Just as an aside, bank analyst Thom Brown recently said on Bloomberg that the banking sector's beta is now about two; ie., if the S&P moves 1% up or down, bank stocks will move twice as much. My explanation of this: When collapse is feared, bank collapse is feared the most. And when panic lifts, investors pile back into bank stocks. It's hard to believe that not too many years ago bank stocks were considered staid dividend payers.
Deposit Insurance Keeps Volatility Down, At Least When Compared to 1929-33
Of course the bank bailouts and massive liquidity injections (of which there is much to dislike) helped the markets regain their calm within months of the Lehman bankruptcy. Just as important, though, is the fact of deposit insurance. These days, a frightened investor can go to cash and park it in an FDIC insured account, something we now take for granted. But until the FDIC began offering insurance in 1934, investors had no such comfort. Hundreds of banks blew up each year in the Twenties and the flow accelerated into the Thirties. And back then when banks failed, depositors often came out with nothing. One could find safety only by stuffing cash or gold in the mattress.

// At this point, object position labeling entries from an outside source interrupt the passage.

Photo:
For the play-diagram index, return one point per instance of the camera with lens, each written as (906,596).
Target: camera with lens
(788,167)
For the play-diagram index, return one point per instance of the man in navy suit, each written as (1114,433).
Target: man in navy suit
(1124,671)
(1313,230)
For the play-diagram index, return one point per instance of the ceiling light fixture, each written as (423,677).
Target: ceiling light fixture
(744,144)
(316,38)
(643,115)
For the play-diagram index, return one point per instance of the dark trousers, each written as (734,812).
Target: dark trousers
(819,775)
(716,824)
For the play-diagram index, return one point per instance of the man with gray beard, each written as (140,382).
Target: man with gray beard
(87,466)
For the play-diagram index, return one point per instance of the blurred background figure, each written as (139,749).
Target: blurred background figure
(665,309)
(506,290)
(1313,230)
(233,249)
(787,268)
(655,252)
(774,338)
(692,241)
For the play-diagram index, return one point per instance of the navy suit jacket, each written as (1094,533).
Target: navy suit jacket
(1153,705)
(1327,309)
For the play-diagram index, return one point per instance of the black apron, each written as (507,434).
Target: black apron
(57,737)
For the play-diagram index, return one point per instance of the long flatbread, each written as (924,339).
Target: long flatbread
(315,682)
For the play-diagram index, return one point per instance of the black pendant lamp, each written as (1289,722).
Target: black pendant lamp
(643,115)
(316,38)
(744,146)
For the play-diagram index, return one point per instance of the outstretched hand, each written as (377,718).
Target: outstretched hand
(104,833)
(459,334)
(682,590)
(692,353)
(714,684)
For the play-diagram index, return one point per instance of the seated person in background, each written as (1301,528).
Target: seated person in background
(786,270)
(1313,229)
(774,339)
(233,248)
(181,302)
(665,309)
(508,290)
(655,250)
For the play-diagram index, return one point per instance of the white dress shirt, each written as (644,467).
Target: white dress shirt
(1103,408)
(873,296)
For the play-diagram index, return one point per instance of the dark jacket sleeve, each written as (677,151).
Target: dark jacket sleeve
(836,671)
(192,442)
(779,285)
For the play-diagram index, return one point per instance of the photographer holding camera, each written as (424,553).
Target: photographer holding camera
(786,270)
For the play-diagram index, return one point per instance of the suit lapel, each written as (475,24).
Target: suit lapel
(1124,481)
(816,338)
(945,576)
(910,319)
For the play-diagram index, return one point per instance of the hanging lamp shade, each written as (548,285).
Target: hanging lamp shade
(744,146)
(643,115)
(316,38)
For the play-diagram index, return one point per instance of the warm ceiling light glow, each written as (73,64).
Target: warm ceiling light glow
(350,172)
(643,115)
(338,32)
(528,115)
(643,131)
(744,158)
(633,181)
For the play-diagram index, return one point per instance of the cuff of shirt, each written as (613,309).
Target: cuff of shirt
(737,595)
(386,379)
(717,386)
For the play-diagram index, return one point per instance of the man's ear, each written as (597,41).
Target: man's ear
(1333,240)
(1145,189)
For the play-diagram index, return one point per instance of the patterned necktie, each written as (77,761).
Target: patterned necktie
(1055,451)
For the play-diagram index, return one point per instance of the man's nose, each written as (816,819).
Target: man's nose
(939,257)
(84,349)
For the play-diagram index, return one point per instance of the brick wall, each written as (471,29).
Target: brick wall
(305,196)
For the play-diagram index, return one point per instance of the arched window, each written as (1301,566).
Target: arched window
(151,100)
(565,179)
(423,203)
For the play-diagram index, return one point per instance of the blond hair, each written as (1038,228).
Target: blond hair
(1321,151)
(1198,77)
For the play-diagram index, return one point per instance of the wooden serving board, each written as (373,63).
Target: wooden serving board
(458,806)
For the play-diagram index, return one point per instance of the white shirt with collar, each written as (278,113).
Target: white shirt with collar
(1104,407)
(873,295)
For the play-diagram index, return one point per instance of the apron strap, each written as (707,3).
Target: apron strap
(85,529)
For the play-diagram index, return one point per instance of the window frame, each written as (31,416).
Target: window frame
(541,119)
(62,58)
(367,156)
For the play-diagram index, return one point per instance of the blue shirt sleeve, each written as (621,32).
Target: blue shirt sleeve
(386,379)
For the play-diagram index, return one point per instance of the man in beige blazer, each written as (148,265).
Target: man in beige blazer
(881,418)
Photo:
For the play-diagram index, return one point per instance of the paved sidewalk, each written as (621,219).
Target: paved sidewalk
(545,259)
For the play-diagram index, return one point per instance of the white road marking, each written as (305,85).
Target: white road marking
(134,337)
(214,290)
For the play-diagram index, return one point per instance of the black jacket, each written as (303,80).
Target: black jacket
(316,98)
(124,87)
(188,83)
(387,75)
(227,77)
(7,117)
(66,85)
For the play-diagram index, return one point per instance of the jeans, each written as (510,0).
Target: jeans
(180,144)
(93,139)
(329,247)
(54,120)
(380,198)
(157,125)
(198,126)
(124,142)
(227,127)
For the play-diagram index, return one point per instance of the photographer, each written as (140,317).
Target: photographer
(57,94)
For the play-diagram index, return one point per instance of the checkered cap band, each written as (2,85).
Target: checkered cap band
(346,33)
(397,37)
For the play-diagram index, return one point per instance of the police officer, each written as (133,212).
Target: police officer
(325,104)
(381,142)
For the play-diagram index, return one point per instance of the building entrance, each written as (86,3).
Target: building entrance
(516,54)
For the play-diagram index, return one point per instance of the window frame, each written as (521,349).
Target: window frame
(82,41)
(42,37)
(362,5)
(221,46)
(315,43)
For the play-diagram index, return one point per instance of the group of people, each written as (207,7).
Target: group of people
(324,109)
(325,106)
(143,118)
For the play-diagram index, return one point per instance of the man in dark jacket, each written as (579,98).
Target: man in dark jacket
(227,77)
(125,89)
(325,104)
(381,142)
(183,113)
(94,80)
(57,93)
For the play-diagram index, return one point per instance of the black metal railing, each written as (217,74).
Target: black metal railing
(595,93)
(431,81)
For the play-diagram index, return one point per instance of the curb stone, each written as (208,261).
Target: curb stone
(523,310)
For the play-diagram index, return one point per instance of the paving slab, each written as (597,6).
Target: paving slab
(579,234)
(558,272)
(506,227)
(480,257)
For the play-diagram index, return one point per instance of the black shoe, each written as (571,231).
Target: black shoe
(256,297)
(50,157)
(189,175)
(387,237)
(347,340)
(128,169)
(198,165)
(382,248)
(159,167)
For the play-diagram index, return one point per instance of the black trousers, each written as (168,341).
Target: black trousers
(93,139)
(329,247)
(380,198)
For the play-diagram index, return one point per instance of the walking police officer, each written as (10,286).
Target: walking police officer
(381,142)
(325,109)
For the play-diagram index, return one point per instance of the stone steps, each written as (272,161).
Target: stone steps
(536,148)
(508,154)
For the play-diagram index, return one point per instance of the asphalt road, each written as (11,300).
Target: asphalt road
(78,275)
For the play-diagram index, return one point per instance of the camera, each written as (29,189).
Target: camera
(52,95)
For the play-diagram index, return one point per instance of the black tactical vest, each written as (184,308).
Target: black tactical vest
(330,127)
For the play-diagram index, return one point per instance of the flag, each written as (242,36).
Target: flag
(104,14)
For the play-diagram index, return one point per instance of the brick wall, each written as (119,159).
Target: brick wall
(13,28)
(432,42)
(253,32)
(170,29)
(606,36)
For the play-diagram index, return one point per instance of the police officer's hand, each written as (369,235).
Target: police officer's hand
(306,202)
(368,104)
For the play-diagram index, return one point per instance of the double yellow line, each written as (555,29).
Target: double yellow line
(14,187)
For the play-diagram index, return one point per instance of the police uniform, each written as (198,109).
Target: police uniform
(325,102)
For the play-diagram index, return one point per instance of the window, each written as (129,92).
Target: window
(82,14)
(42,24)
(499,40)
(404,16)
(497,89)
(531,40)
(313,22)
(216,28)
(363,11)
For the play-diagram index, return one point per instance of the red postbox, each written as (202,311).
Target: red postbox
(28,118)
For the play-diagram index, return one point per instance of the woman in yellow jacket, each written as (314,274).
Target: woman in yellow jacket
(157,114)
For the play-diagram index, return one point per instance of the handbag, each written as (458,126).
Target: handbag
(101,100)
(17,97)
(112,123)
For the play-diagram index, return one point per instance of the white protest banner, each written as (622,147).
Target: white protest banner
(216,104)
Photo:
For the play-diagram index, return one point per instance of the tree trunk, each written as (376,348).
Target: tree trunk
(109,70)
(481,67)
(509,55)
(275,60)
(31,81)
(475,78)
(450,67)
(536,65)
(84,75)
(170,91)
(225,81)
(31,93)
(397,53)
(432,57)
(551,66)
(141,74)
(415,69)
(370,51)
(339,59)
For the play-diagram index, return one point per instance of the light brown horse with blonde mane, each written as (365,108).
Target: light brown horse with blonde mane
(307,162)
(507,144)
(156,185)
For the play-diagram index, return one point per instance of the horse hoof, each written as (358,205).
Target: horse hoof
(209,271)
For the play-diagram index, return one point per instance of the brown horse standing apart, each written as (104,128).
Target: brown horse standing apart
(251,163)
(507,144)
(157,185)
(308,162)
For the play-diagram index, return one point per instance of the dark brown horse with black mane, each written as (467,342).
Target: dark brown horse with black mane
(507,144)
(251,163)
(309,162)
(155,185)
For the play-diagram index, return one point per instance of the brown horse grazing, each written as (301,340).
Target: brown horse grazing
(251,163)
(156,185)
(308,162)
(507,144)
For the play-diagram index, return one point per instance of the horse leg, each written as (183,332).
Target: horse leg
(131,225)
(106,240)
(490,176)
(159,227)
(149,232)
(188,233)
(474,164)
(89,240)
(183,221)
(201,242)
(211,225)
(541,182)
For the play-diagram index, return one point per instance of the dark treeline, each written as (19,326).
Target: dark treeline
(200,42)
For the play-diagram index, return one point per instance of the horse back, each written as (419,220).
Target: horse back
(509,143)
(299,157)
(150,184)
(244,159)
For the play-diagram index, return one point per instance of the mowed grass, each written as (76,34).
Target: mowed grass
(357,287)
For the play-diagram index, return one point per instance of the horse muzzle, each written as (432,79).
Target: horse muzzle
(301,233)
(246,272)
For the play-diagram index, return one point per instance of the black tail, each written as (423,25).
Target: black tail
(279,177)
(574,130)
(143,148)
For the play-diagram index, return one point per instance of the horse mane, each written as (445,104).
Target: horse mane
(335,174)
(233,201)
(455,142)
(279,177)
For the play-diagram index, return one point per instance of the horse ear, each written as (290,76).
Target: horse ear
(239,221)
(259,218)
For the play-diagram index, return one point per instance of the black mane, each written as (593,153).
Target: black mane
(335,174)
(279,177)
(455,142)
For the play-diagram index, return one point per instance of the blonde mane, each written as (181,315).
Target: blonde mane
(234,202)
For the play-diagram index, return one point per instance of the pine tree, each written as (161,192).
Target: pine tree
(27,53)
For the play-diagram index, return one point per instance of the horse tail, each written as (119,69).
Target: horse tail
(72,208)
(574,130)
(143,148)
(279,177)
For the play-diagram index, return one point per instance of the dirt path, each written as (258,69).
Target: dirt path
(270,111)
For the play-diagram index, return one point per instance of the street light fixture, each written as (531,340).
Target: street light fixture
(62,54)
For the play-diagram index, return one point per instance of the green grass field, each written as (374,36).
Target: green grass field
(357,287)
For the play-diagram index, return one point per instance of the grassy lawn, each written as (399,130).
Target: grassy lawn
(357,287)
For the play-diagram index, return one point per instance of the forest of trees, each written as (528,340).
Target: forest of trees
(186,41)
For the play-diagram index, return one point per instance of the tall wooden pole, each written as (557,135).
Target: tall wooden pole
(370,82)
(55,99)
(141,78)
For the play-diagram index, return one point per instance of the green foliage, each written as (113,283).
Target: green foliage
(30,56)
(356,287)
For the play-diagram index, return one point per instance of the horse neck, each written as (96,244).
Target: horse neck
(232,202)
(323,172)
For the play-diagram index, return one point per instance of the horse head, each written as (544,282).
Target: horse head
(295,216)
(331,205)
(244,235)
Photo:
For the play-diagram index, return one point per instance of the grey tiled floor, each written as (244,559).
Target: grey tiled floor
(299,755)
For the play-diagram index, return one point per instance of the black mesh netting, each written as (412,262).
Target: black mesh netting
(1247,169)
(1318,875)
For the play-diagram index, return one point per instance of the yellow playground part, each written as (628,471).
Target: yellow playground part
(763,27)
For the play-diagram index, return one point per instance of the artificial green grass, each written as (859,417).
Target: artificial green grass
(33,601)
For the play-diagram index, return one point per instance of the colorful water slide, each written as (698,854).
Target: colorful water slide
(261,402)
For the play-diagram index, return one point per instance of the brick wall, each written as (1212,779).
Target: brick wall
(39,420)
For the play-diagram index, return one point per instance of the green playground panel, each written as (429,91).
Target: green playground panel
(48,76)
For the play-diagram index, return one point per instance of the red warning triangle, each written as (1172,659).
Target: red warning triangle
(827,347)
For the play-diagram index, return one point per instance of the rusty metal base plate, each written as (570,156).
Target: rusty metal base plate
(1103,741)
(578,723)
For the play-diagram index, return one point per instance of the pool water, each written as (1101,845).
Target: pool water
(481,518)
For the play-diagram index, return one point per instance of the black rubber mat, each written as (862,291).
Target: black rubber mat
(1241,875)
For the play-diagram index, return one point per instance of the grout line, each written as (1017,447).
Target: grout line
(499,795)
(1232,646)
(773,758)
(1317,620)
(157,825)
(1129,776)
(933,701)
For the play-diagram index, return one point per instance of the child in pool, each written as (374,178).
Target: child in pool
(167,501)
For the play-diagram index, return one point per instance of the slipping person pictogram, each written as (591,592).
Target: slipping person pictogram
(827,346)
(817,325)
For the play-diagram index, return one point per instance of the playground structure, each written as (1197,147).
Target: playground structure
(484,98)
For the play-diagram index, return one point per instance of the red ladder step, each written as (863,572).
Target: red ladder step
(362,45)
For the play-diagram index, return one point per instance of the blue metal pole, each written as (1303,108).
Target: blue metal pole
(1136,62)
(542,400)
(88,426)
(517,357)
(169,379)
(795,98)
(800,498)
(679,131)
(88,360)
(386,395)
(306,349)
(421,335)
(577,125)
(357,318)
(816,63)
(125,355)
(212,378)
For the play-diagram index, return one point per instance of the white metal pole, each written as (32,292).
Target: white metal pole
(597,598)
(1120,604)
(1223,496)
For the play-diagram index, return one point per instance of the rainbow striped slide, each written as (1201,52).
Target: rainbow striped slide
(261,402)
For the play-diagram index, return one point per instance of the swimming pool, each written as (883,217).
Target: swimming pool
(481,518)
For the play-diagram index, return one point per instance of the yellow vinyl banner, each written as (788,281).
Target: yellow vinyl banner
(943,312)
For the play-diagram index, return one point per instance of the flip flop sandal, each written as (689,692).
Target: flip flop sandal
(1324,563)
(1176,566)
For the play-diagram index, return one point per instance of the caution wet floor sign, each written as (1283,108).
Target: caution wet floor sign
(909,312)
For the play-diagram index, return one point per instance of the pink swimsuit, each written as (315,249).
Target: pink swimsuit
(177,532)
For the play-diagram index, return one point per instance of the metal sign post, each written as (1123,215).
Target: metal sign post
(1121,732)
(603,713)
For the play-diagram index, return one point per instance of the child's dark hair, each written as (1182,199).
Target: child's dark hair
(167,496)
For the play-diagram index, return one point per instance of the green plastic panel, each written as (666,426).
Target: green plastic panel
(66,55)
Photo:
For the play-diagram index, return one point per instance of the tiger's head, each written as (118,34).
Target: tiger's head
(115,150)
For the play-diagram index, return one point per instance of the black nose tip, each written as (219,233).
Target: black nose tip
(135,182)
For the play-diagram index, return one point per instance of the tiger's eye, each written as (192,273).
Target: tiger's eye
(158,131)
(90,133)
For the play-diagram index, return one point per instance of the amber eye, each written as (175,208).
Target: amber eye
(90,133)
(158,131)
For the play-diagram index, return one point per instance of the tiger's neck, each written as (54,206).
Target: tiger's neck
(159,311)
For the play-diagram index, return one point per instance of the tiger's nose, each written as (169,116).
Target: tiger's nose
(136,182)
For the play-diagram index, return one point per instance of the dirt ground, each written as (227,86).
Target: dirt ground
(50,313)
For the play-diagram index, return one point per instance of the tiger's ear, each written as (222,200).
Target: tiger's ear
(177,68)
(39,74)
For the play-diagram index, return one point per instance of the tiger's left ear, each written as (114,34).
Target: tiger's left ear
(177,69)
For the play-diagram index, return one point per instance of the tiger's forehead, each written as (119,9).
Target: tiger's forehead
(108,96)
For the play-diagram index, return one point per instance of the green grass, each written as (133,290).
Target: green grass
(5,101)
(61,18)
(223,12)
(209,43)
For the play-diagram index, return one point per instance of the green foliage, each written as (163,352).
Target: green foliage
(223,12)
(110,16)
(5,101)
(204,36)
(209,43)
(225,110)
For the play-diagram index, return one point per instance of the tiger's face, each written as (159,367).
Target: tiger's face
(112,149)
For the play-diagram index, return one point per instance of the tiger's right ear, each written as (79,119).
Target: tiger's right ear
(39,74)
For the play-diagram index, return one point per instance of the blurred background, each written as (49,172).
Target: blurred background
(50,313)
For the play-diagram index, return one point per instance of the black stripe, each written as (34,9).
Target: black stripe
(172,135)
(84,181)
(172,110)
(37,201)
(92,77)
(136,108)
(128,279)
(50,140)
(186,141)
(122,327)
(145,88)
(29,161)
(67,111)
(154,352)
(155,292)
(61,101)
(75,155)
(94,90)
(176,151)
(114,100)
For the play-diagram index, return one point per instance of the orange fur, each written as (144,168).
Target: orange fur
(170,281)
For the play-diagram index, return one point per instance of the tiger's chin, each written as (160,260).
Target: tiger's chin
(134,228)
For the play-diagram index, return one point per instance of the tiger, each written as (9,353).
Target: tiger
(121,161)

If we go back to our numbers on daily volatility we can also see that big percentage moves got noticeably rarer starting in 1934. Coincidence? I don't think so.
Due to the FDIC, and Treasury's new money fund guarantee, the 2007 money market panic that broke out after the Reserve Fund "broke the buck" was a walk in the park compared to Depression-era liquidity panics. A bad day in the 1930s could vaporize your savings, even if you had them in the bank. On the good days, fear of ruin would give way to fear of missing the mother of all bottoms, since investors well knew how cheap stocks were then. Today we see at least an echo of this.
What Traders Should Do
While volatility has fallen off in recent weeks, I don't think it's gone for good. No matter which way the markets go from here, volatility should rebound; it's hard to imagine long-term calm returning to the markets until we resolve the overhangs of public and private debt, here and in Europe. Therefore, those who like to play volatility should think about buying volatility while the VIX sits in the teens or low 20s. If the trade works, lock in partial gains when you can and hope to sell the rest of the position near the VIX resistance levels of recent months. Of course if this rally just keeps going (and some recent rallies lasted longer than I thought they would) the trade breaks even at best.
All the related instruments I know of have their drawbacks: The VXX has problems common to leveraged ETFs ... VIX futures entail contango risk at rollover time, and theta eats away at option positions. But I do like the risk/reward here for volatility longs. Conversely, shorting the VIX near last fall's highs worked out well, and could do so again.